The Scottish Parliament should be able to use its discretion to address the merits of the particular benefit changes and innovations that it wants to introduce. Those benefits might relate to cancer sufferers, for example. There could be a specific cancer support allowance that could effectively cut through a lot of the confusion that exists in relation to other benefits such as employment and support allowance. We should let the people in the Scottish Parliament address the question of how benefits can be made to work and to deal with the real problems that people have in Scotland. They could set a good example to the rest of us. They should be empowered and emancipated to concentrate on those issues by these devolutionary measures, instead of constantly having to deal with political crises and political fallout and to wonder what kind of political gamesmanship Ministers in London or in Scotland will be accused of playing in relation to a matter as fundamental as welfare.
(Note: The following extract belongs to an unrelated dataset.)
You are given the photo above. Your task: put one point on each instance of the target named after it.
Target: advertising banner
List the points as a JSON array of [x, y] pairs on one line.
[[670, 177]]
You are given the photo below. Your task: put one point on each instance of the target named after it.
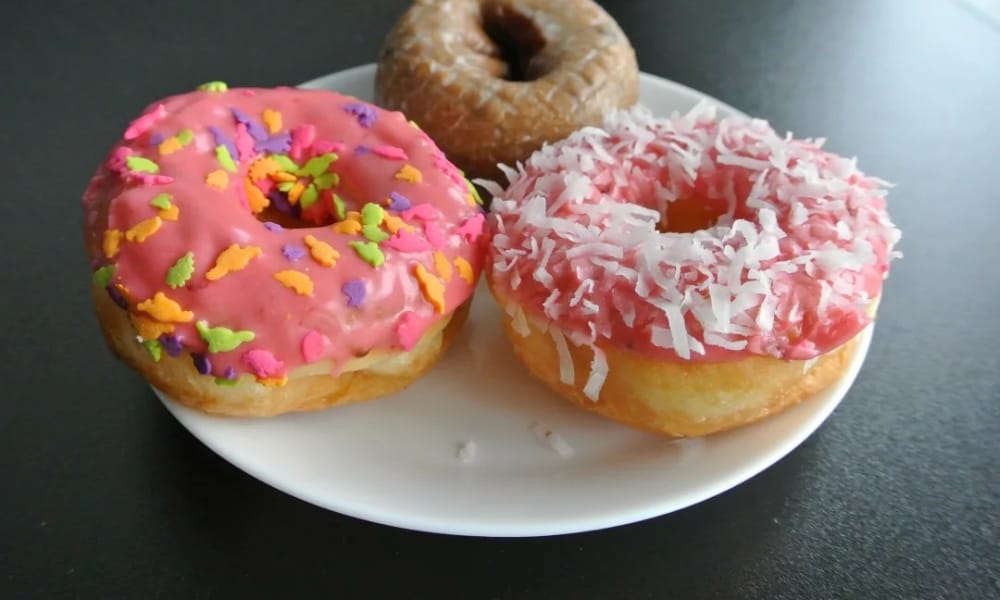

Nothing scandalises the public more than the perception that an issue as fundamental as welfare—particularly for people with disabilities and long-term conditions—has become a political football. We have seen that sense of scandal in Northern Ireland, and I do not want to see it repeated anywhere else. That is why the Secretary of State needs to listen to the points raised in the amendments. This is not about political point scoring; it is about ensuring, in the spirit in which this devolution is meant to be extended, that the people in Scotland can address these issues and ideas without feeling that they are getting into serious political quicksand. They do not want to feel that their actions could trigger a demand for another referendum, for example. We must let them put to the Scottish Parliament their own ideas for the betterment of their people without feeling that they could get into an awkward situation.
That would result in the Scottish Parliament working better and in freeing this Parliament of arguments and contention that it does not need to bother itself with. It would also set a very good example to the rest of us
who need to sort out our own alignment on the devolution of welfare. I do not want to return to our own situation in Northern Ireland, however. I am not saying that the proposals in this Bill should automatically be translated into a Bill for Northern Ireland. I support most of the amendments that have been tabled, but I cannot pretend that all the new clauses would work in the context of, or be applicable to, Northern Ireland. There would obviously be differences, and I do not wish to presume anything in that regard. Let us get this devolution right, and let us give the Scottish Parliament the chance to get welfare right on its own terms. That would involve no risk or threat to this Parliament, and it would certainly set an example to the rest of us.